The Moore campaign did not provide the Post with requested documentation of another address.

DuPré also pointed to a Breitbart News story arguing court records show that on Feb. 21, 1979 – the date Moore would have met Corfman if her story is true – the court ordered the 14-year-old to move to her father’s house March 4, 1979, in another town, meaning the two alleged encounters with Moore would have had to have taken place within just 12 days.

However, Leigh Corfman claims Moore picked her up the first time “days” after they met outside the courtroom and the second date soon followed.

DuPré also took issue with Corfman’s claim that her life spiraled out of control after the alleged incident, noting her parents had described in legal filings concerns for their daughter’s behavior following their separation.

DuPré then pointed to a Breitbart story that quoted Corfman’s mother saying there was no phone in her daughter’s room in 1979.

However, both Leigh Corfman and her mother have said they had a phone on a long cord in the hallway that could be brought into the daughter’s room.

Breitbart News also has reported it obtained copies of court documents indicating a possible motive for Tina Johnson’s accusation that Moore groped her in 1991 when she was in his law office regarding a contentious battle for the custody of her son.

Moore represented Johnson’s mother, who ultimately was awarded custody of the 12-year-old son. Johnson described her daughter as an unfit, absent and unstable mother with a “violent nature,” noting she “has been treated by a psychiatrist when she was approximately 15 years of age.”

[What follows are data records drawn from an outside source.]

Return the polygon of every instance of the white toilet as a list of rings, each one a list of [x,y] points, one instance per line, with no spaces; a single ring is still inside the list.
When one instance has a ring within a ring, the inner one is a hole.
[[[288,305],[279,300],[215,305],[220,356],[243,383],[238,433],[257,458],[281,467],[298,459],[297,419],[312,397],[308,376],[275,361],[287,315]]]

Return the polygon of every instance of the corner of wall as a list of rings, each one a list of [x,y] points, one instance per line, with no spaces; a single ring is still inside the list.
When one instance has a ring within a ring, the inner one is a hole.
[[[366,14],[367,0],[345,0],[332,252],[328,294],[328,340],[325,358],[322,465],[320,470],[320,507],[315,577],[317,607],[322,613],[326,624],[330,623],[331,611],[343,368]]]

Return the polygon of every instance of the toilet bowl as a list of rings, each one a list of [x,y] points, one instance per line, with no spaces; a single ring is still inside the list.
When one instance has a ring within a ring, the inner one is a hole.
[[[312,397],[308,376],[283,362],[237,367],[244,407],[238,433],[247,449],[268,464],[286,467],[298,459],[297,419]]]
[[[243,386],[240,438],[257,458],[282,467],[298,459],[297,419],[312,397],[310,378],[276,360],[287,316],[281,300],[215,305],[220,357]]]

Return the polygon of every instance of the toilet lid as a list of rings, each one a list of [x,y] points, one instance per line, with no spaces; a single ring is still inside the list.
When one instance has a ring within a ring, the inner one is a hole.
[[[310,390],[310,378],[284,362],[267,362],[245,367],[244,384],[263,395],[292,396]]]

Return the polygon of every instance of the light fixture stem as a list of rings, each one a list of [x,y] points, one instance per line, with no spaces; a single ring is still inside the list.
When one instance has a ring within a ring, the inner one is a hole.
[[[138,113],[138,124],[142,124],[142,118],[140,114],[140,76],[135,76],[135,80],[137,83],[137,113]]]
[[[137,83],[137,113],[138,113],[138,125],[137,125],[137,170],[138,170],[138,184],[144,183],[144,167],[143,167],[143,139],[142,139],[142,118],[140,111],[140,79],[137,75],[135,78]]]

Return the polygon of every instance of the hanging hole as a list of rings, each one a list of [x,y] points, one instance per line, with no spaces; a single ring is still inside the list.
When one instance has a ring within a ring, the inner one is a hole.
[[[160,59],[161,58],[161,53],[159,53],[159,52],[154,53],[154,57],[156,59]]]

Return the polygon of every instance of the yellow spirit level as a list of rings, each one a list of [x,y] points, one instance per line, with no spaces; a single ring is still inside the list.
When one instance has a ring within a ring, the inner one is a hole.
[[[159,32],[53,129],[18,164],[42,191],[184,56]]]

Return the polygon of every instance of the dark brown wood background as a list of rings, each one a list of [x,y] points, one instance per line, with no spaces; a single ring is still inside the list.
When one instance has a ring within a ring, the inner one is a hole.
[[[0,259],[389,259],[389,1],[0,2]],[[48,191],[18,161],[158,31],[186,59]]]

A One News America report questioned the motive of retired Alabama police officer Faye Gray, who claims she was ordered to keep an eye on Moore at sporting events and at the Gadsden Mall because he was known to make unwanted advances on teen girls. OAN said two of Gray’s sons were arrested for drug distribution, and Moore prosecuted a case in 1981 in which Gray’s brother, Jimmy Wright, was arrested for distributing controlled substances. OAN’s report also found that Moore ruled, in an alimony case, against convicted drug dealer Richard Hagedorn, who OAN said is the brother of longtime Washington Post editor David Hagedorn.